A ideia do novo, do desapego e da mudança é bem fácil na teoria e um pouco complicada na prática, na verdade como tudo na vida, viver sem correntes que te prendam muito a algo ou alguém de forma com que isso te torne completamente dependente daquilo. Os mais sensíveis dizem que o desapego é um incentivo à vida irresponsável que não respeita sentimentos alheios e sugere o caos emocional onde as pessoas nunca se deixam levar a conhecer mais profundamente umas às outras, eu já diria o contrário (após muitos tropeços assumo que meu lado racional tomou conta de 75% do meu corpo). Minha perspectiva sobre desapego mudou muito de uns tempos pra cá. Confesso que antes eu via muita “frieza” no ato de “abrir mão” das coisas e das pessoas, eu julgava tal atitude, criticava, mas aí me deparei com a seguinte questão: como é que eu vou conseguir dar lugar as coisas novas, ao meu presente, ao que eu preciso nesse momento se eu ainda guardo um monte de bugiganga que não me serve mais, que não me leve mais a caminho algum e que não faz a menor diferença na minha vida? Infelizmente sou obrigada a admitir que nesse sentido pessoas e objetos podem ser bem similares. O meu armário mesmo, é um reflexo do que minha vida tem se tornado com a minha política do apego indiscriminado às memórias inúteis.

É muito engraçado como o fato de mudar de casa mexe com nosso interior. A cada cômodo mexido parece que abrimos um capítulo do livro da vida, um livro com segredos e histórias não visíveis a qualquer um. O quarto, por exemplo, a gente abre a gaveta e joga um amor, mexe nos cabides e coloca um moreno lindo e genioso naquela camisa branca florida, abrimos umas caixas e revivemos momentos que nem lembrávamos mais. Organizar o quarto é tipo uma lavagem de roupa suja sem censura com seu passado num estado de nostalgia extrema. Encontramos rostos familiares, uns se perderam, uns casaram, uns morreram, e o coração aperta. São objetos que contam mais do que histórias, contam quem você é, quem você foi e quem você deixou de ser de alguma forma. Meu armário é basicamente composto por passado, presente, futuro e o que eu jamais vou deixar de lembrar.
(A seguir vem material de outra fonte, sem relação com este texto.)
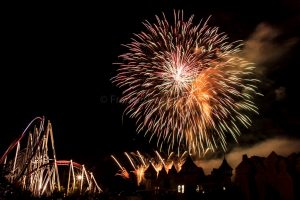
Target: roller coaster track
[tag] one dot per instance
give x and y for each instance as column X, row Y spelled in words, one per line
column 30, row 162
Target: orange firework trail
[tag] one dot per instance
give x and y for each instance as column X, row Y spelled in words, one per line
column 186, row 85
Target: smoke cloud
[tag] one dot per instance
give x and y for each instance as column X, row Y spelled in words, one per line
column 266, row 46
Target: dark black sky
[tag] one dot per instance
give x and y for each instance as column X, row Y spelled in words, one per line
column 57, row 61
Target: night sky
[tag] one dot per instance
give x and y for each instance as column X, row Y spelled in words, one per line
column 57, row 62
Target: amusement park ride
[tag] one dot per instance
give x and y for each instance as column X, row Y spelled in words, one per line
column 30, row 162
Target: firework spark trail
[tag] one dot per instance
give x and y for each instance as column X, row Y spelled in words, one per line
column 186, row 86
column 140, row 167
column 179, row 160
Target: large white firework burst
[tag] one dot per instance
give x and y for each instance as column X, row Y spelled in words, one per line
column 186, row 85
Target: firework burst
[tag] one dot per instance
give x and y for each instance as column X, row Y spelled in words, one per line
column 186, row 85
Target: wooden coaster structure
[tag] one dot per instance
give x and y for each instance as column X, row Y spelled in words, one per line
column 30, row 162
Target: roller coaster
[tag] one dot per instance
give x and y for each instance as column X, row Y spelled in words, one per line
column 30, row 162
Após esse processo de encaixotar a vida como diz meu pai, confesso que engoli em seco no final. E com certeza vocês devem se perguntar o porquê disso, uma vez que deixei claro que meu lado sentimental não anda tão aflorado né? Aí que vem a conclusão da minha teoria antagônica do desapego. A questão é que além das bugigangas, cartas e fotos velhas que não tinham mais sentido, eu joguei fora coisas que um dia foram importantes, ou que ainda eram importantes e necessárias. E esse processo todo, me lembrou uma frase que ouvi da avó do meu primeiro namorado: “tudo que é demais sobra”, ou seja, uma hora a gente precisa descartar o excesso, o que não nos serve mais, o que não é mais necessário para sermos felizes, para o peso não aumentar e um novo espaço se abrir. Aí vem minha auto sabotagem: e se uma daquelas caixas da minha vida cheia de DVDS de séries e comédias românticas pudessem servir de decoração para a minha mais nova super sala de TV? Não! Temos que deixar ir. Todo novo ciclo precisa de uma escolha e uma renúncia, e a gente renuncia todos os dias, toda hora, e a todo momento, não só para longos ciclos, mas inclusive quando a gente acorda e quando vamos dormir. Parem pra pensar, a gente abre mão da balada de quarta a noite porque temos que acordar cedo pra trabalhar na quinta, a gente abre mão do café da manhã porque perdemos a hora e não podemos nos atrasar para aquela reunião importante, e assim vai. A gente renuncia as nossas “caixas da vida” com amor porque sabemos que cada caixa que vai embora, é no mínimo um aprendizado ou uma saudade gostosa de nós mesmos.

Concluindo, o mais importante de tudo isso, é não esquecer de que as caixas vão, mas a gente fica. Ficamos mais dispostos, mais fortes e mais nostálgicos, mais leves e mais notáveis também. As caixas vão embora….mas a gente fica.